Shipping giant UPS (click ticker for report: ) announced weaker than anticipated second quarter earnings Friday morning, blaming a weak global economic outlook and global freight overcapacity. Second quarter earnings per share will be $1.13, well below the Street’s consensus estimate of $1.18 per share. The firm also cut its full-year earnings outlook to $4.65-$4.85 per share compared to previous guidance of $4.80-$5.06 per share, but we suspect further downside is likely.
UPS’ primary competitor, FedEx (click ticker for report: ) cut its guidance several times during its 2013 fiscal year, and its recent fourth quarter results weren’t great, so UPS’ decision to cut its earnings outlook isn’t shocking. Both companies are dealing with the same basic issue: customers are no longer paying for premium shipping options, but instead are going with the cheapest route possible. With only modest macroeconomic growth in the US, customers have accepted slower shipping times for lower rates.

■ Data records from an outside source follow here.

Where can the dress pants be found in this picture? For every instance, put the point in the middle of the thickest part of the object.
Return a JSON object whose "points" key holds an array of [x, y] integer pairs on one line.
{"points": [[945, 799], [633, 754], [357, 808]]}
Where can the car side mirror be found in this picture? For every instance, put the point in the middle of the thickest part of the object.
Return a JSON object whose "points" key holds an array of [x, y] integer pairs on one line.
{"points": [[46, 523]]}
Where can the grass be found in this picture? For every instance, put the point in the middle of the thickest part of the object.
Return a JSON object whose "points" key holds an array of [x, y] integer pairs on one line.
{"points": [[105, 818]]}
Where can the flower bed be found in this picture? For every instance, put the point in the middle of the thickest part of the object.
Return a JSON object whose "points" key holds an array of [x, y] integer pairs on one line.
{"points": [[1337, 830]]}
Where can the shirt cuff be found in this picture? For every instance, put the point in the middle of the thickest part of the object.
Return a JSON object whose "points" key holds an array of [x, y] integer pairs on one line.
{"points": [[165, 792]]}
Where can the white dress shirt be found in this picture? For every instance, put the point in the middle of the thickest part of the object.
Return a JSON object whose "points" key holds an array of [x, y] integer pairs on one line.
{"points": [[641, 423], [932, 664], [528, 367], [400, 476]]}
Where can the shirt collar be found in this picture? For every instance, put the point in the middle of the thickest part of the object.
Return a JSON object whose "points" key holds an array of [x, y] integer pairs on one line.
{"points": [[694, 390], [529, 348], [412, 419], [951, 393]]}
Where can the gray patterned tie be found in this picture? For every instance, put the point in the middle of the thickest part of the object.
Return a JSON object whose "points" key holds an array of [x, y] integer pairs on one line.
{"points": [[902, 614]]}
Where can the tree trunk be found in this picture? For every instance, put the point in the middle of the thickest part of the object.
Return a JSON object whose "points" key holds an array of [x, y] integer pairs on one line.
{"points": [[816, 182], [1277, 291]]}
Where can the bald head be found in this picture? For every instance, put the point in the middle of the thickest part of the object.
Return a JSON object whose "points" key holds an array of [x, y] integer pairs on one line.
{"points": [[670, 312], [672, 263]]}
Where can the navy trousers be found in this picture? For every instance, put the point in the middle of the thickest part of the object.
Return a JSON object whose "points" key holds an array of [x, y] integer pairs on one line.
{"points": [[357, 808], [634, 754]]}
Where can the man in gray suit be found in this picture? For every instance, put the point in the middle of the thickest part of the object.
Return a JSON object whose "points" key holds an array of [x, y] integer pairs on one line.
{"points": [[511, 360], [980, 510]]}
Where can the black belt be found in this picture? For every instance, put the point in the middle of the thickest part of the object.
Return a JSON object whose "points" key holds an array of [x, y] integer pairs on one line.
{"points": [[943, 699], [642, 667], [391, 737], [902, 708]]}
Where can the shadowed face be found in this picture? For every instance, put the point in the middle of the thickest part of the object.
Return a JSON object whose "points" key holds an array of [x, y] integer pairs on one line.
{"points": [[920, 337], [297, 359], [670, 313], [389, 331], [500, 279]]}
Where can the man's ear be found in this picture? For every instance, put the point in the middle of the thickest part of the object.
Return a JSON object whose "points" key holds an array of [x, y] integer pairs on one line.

The big risk for both UPS and FedEx, in our view, is that customers realize the marginal value of faster shipping isn’t worth the marginal cost (and cheaper shipping rates become the norm).
In a broader sense, we think UPS’ guidance cut speaks to the modest economic outlook for the global economy. The IMF, for example, recently cut its global growth projections (click here). China’s second quarter GDP registered 7.5% year-over-year, down from the first quarter growth rate of 7.7% (and we believe recent economic indicators in the country could signal further downside). Still, economic growth isn’t bad—it simply isn’t as strong as some investors would like. But a company as leveraged to economic growth as UPS could have a difficult time outperforming other less-cyclical investment opportunities. We’ll know more details when UPS reports full second quarter results July 23.
Valuentum’s Take
To put UPS’ earnings guidance cut in perspective, a full-year outlook of $4.65-$4.85 in earnings per share is only 4% lower than the previously-issued guidance. As such, the reduced outlook doesn’t materially change our long-term view of the firm, but it does highlight a shifting environment where an increasing number of customers are willing to accept slower shipping to save money. We consider shares of UPS to be fairly valued at this time and are not exploring a position in either of our actively-managed portfolios.